El resultado no es solo un sistema que “mide”, sino una herramienta que permite:
- Justificar inversiones en eficiencia con números.
- Gestionar comunidades y edificios con transparencia.
- Optimizar procesos industriales con criterios energéticos claros.
- Cumplir la normativa y aprovechar ayudas sin perderse en formatos de datos.
Si estás valorando implantar un sistema de medición inteligente completo (hardware + software + soporte), podemos diseñarlo contigo ¡Solicita una consultoría!

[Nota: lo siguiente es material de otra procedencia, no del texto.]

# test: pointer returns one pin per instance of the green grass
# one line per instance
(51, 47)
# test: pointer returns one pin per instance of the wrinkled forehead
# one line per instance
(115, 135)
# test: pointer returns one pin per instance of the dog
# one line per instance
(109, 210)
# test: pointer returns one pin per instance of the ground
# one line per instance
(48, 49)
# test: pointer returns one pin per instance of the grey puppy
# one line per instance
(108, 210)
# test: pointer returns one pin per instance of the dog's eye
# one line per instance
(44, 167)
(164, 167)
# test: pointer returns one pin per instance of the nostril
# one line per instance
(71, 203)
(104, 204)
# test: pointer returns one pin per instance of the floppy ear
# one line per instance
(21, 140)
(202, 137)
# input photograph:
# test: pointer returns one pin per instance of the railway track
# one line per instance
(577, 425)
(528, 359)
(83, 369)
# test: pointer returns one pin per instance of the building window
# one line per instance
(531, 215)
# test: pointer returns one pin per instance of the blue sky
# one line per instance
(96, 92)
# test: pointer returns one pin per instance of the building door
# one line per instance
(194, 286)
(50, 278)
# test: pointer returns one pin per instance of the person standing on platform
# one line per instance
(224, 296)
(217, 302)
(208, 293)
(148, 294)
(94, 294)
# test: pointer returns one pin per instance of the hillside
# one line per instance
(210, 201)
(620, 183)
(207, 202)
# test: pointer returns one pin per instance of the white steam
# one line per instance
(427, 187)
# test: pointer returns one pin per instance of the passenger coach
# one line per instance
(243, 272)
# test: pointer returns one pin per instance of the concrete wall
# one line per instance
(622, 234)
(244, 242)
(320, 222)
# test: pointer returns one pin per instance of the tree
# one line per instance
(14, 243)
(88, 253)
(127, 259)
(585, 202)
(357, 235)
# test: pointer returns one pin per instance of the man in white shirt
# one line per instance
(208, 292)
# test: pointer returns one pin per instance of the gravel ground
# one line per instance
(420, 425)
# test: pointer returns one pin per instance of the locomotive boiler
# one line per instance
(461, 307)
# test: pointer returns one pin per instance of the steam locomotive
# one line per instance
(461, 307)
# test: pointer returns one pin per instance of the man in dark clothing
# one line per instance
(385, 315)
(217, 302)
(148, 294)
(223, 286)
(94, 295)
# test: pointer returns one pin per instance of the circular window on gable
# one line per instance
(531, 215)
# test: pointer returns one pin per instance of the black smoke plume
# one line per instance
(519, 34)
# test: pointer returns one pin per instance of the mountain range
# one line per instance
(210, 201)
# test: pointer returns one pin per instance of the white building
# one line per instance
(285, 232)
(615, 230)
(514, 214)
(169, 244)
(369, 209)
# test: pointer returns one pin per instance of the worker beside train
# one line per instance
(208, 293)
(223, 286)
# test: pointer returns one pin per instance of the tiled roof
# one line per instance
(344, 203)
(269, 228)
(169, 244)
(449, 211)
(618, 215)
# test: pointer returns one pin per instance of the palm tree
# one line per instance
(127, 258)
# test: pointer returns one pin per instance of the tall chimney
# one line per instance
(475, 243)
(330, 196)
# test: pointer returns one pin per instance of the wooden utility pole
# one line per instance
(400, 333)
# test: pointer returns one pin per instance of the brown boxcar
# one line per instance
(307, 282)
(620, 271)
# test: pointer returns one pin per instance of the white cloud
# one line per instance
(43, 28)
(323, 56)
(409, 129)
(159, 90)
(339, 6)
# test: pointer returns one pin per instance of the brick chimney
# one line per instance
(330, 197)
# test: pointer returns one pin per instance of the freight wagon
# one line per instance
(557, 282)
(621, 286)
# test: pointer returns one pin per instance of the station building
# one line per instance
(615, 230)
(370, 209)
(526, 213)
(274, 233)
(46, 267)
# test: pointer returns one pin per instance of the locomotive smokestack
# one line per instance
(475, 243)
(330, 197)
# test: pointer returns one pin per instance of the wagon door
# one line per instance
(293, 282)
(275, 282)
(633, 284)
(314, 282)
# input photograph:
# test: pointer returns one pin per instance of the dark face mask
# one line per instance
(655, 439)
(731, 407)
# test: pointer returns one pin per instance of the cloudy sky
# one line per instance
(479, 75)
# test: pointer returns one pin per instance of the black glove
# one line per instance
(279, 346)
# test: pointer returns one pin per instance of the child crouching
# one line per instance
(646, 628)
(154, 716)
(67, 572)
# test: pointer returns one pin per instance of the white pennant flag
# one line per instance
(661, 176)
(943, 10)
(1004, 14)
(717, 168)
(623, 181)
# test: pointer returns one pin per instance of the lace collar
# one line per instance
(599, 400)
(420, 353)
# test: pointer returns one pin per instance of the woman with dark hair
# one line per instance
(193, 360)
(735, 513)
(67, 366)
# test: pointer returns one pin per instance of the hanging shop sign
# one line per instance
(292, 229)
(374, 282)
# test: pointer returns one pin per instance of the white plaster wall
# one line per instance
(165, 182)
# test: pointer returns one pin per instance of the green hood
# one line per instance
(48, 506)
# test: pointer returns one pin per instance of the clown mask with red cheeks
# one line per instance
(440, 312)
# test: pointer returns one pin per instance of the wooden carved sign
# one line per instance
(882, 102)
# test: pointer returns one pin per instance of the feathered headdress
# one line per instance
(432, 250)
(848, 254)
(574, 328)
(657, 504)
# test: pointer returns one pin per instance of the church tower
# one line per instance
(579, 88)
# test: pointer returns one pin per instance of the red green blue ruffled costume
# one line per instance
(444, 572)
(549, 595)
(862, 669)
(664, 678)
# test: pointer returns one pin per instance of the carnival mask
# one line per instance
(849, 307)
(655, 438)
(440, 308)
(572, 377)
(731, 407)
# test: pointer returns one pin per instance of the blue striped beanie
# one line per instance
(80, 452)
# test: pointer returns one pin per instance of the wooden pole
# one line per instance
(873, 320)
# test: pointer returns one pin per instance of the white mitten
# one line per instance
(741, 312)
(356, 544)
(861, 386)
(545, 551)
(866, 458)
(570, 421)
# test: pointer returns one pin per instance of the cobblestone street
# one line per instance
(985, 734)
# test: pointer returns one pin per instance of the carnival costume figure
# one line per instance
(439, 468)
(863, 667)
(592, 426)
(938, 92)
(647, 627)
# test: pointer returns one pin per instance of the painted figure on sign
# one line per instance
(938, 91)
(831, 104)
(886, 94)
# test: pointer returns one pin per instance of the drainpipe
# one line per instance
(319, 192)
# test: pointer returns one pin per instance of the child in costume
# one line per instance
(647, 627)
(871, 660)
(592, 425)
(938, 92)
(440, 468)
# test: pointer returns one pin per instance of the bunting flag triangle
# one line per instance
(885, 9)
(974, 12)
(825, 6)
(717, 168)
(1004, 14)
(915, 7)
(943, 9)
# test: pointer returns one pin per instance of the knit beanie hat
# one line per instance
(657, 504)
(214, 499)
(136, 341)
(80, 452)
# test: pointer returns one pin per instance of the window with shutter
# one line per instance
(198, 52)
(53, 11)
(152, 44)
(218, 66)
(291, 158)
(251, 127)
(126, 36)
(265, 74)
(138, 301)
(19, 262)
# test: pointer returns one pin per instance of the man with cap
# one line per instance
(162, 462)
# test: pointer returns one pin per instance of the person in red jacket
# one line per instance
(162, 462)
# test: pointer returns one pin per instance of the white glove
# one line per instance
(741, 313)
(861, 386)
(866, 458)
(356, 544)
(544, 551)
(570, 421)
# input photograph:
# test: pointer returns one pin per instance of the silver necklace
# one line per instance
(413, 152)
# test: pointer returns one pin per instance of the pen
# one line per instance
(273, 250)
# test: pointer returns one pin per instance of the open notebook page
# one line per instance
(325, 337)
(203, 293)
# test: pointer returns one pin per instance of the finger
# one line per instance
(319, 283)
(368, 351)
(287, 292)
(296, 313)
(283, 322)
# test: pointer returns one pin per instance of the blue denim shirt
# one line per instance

Medir ya no es suficiente, hay que decidir
El camino del contador al panel de control es, en realidad, el camino del dato a la decisión.
Medir bien.
- Recoger y transmitir con fiabilidad.
- Transformar datos en información comprensible.
- Diseñar paneles que ayuden a actuar.
Cuando todo esto se alinea, la energía deja de ser un coste poco controlable y se convierte en un área donde tomar decisiones informadas: reducir, ajustar, mejorar, invertir.
Si gestionas una comunidad, un edificio, una red o una instalación industrial y tienes datos pero no los sientes útiles, el siguiente paso no es poner más contadores, sino darles salida en un panel que hable el idioma de tus decisiones.